John Endicott, Jr., died in February, 1668, without issue; leaving his whole estate to his widow, "her heirs and assigns for ever." His will is dated Jan. 27, 1668, and was offered to Probate on the 29th of February, 1668. His widow married, Aug. 31, 1668, the Rev. James Allen, one of the ministers of the First Church in Boston, whose previous wife, Hannah Dummer, by whom he received five hundred acres of land, had died in March, 1668. His Endicott wife died April 5, 1673, leaving the Townsend-Bishop farm and all her other property to him; and on the 11th of September, of the same year, he married Sarah Hawlins. By his two preceding wives he received twelve hundred acres of land. How much he got by the last-mentioned, we have no information. Besides these matrimonial accumulations, the accounts seem to indicate that he was rich before.

It may well be imagined, that it could not have been very agreeable to the family at the Orchard Farm to see this choice and extensive portion of their estate, which was within full view from their windows, swept into the hands of utter strangers in so rapid and extraordinary a manner, by a series of circumstances most distasteful and provoking. But this was but the beginning of their trouble.

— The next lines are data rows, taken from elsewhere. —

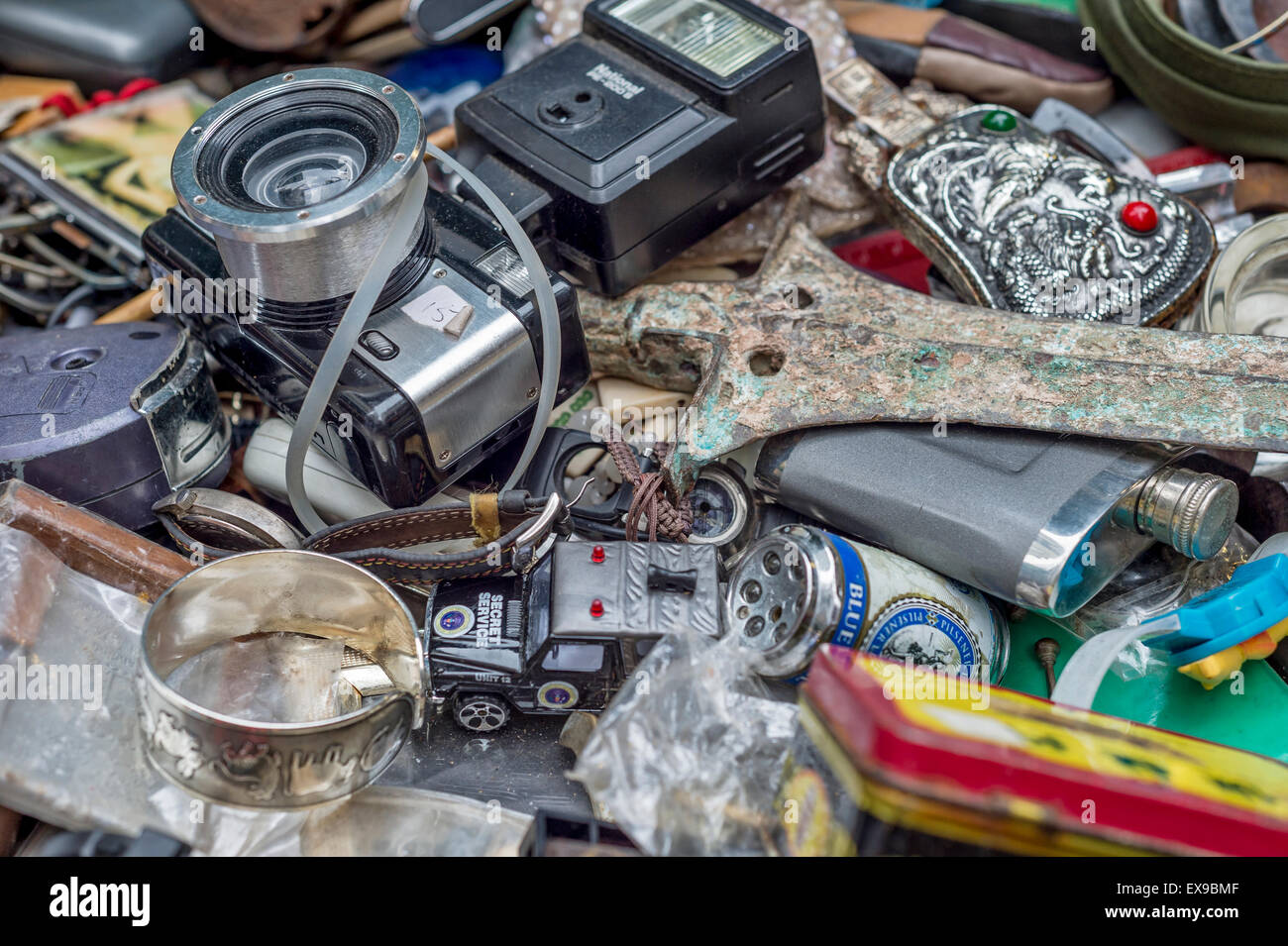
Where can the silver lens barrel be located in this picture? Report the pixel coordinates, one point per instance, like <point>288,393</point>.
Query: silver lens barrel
<point>297,176</point>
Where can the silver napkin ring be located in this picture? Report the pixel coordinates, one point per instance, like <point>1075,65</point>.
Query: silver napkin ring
<point>266,765</point>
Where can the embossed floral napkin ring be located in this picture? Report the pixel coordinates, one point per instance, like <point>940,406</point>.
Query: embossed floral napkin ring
<point>271,765</point>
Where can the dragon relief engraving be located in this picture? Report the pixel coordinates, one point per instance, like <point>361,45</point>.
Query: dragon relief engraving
<point>312,773</point>
<point>257,768</point>
<point>166,735</point>
<point>1039,226</point>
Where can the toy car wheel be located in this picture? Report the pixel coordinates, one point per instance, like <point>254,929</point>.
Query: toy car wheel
<point>481,713</point>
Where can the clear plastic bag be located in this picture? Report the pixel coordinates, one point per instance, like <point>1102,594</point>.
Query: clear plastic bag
<point>1159,580</point>
<point>688,757</point>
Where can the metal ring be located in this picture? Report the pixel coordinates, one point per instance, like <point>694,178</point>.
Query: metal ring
<point>267,765</point>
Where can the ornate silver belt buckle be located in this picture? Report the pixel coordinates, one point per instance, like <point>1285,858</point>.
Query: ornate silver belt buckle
<point>1019,220</point>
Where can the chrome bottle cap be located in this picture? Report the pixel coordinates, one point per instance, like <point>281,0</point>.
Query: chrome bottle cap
<point>1190,511</point>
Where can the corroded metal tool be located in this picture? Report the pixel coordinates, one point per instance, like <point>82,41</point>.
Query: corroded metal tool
<point>810,341</point>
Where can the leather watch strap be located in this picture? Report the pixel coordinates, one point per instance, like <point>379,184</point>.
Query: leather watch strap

On the 29th of April, 1678, Allen sold the Bishop farm to Francis Nurse, of the town of Salem, for four hundred pounds. Nurse was an early settler, and, before this purchase, had lived, for some forty years, "near Skerry's," on the North River, between the main part of the settlement in the town of Salem and the ferry to Beverly. He is described as a "tray-maker." The making of these articles, and similar objects of domestic use, was an important employment in a new country remote from foreign supply. He appears to have been a very respectable person, of great stability and energy of character, whose judgment was much relied on by his neighbors. No one is mentioned more frequently as umpire to settle disputes, or arbitrator to adjust conflicting claims. He was often on committees to determine boundaries or estimate valuations, or on local juries to lay out highways and assess damages. The fact that he was willing to encounter the difficulties connected with such a heavy transaction as the purchase of the Bishop farm at such a price at his time of life proves that he had a spirit equal to a bold undertaking. He was then fifty-eight years of age. His wife Rebecca was fifty-seven years of age. We shall meet her again.